Differentiate from cold-stress purpling (which affects the whole plant uniformly) by checking pH and water temp first. If both are in range and purple persists, pull a tissue test — leaf P below 0.3% dry weight confirms the diagnosis.

Fix — immediate action

  1. Adjust pH to 5.8–6.2 with phosphoric acid — this both lowers pH and adds P directly. Phosphoric acid is the right pH-down choice when P deficiency is suspected.
  2. Warm the reservoir to 18–22 °C with a heater or by relocating off cold floors. A 25W aquarium heater handles small reservoirs.
  3. If reservoir is older than 7 days, replace 50% with fresh nutrient — precipitated P will not redissolve at lower pH quickly.
  4. Mix to 40 ppm P using monopotassium phosphate (0-52-34) at roughly 0.08 g/L.
  5. Verify EC is at crop target — under-EC mixes are the second-most common cause after pH drift. [OSU-NUT-01]
  6. Check that nutrient concentrates have no precipitate at the bottom of the bottle — shake well before each use.

Prevention

Daily pH testing

Test pH daily with a calibrated meter. Cold floors in basements and garages drop reservoir temps overnight — insulate the tank or use a 25 W aquarium heater for any volume under 30 L. Calibrate the pH probe weekly with fresh 4.0 and 7.0 buffer; drift is the silent killer.

Match formula to crop stage

Switch to a "bloom" or "fruit" ratio formula (lower N, higher P-K) during flowering and fruiting in tomato, pepper, strawberry. Bloom formulas typically run 50–80 ppm P vs vegetative formulas' 30–40 ppm.
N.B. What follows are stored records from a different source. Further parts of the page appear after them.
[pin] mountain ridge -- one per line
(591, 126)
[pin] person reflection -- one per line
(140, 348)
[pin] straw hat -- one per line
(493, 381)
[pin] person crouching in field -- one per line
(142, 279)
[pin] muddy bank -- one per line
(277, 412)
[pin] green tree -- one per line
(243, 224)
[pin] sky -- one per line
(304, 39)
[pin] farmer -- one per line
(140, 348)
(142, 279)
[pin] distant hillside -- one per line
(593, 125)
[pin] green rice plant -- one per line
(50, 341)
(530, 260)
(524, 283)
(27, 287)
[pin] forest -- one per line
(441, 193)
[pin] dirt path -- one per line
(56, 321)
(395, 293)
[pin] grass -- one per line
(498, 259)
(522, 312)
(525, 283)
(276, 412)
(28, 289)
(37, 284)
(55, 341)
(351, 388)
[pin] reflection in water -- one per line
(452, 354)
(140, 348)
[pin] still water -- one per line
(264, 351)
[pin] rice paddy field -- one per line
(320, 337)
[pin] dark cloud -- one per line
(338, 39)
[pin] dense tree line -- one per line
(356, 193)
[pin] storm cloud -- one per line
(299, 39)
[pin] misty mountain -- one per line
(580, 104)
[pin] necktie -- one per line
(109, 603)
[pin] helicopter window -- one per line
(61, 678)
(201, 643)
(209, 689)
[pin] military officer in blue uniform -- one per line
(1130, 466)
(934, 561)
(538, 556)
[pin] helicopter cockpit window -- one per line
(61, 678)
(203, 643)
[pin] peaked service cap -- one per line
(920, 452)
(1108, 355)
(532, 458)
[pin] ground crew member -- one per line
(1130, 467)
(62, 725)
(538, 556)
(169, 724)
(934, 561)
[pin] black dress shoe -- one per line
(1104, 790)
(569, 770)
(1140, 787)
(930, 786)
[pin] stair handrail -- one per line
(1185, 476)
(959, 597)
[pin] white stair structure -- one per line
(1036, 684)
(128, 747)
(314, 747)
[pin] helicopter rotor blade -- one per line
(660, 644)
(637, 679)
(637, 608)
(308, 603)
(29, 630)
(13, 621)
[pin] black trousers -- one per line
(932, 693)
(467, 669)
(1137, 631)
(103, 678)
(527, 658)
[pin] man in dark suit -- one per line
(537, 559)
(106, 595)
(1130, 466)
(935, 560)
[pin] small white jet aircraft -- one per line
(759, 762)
See macronutrients explained.

Reservoir warmth

Below 16 °C, P uptake collapses. Insulate the tank or use a 25 W aquarium heater for any volume under 30 L. See choosing a reservoir.

Kratky sizing

In Kratky systems, size the reservoir to the full crop cycle so EC never drops below 0.8 mS/cm. [KRATKY-ORIG] Undersized Kratky reservoirs show P deficiency in week 3 as the solution depletes.

Storage of concentrates

Store nutrient concentrates in cool dark conditions. Refrigerated storage isn't necessary but freezing damages chelates. Shake well before each use; precipitates settle to the bottom over time.

Crops most prone to P deficiency

  • Tomato during flowering and fruiting — P demand triples vs vegetative stage.
  • Pepper during fruiting — same pattern.
  • Strawberry year-round — high P demand for continuous fruit production.
  • Any plant in cold reservoir (under 18 °C) — regardless of crop.
  • Long-cycle Kratky setups — reservoir depletes before plant matures.

See also

FAQ

5 entries
Q01Why are my plant stems turning purple?
Purple anthocyanin pigment builds up when phosphorus transport stalls. The cause is usually pH above 7.0 or water temperature below 16 °C, not missing P in the bottle. Anthocyanins are the plant's stress response, not the deficiency itself.
Q02What pH locks out phosphorus?
Above pH 7.0, phosphate precipitates with calcium and magnesium as insoluble salts. Below pH 5.0, P also locks out as iron and aluminum phosphates. Hold pH at 5.8–6.2 for full availability.
Q03How fast does phosphorus deficiency reverse?
New growth greens within 5–7 days once pH and water temp are corrected. Purpled lower leaves never recover — the anthocyanin damage is permanent in old tissue.
Q04Does cold water cause phosphorus deficiency?
Yes. Below 16 °C, root uptake of P collapses by more than half even at full solution strength. This is why winter hydroponic systems in cool basements show P deficiency despite correct nutrient mix.
Q05Which crops show P deficiency first?
Fruiting plants during flowering (tomato, pepper, strawberry) and any plant in cold reservoir. Lettuce and herbs are less prone because their lower P demand and warm-room growing.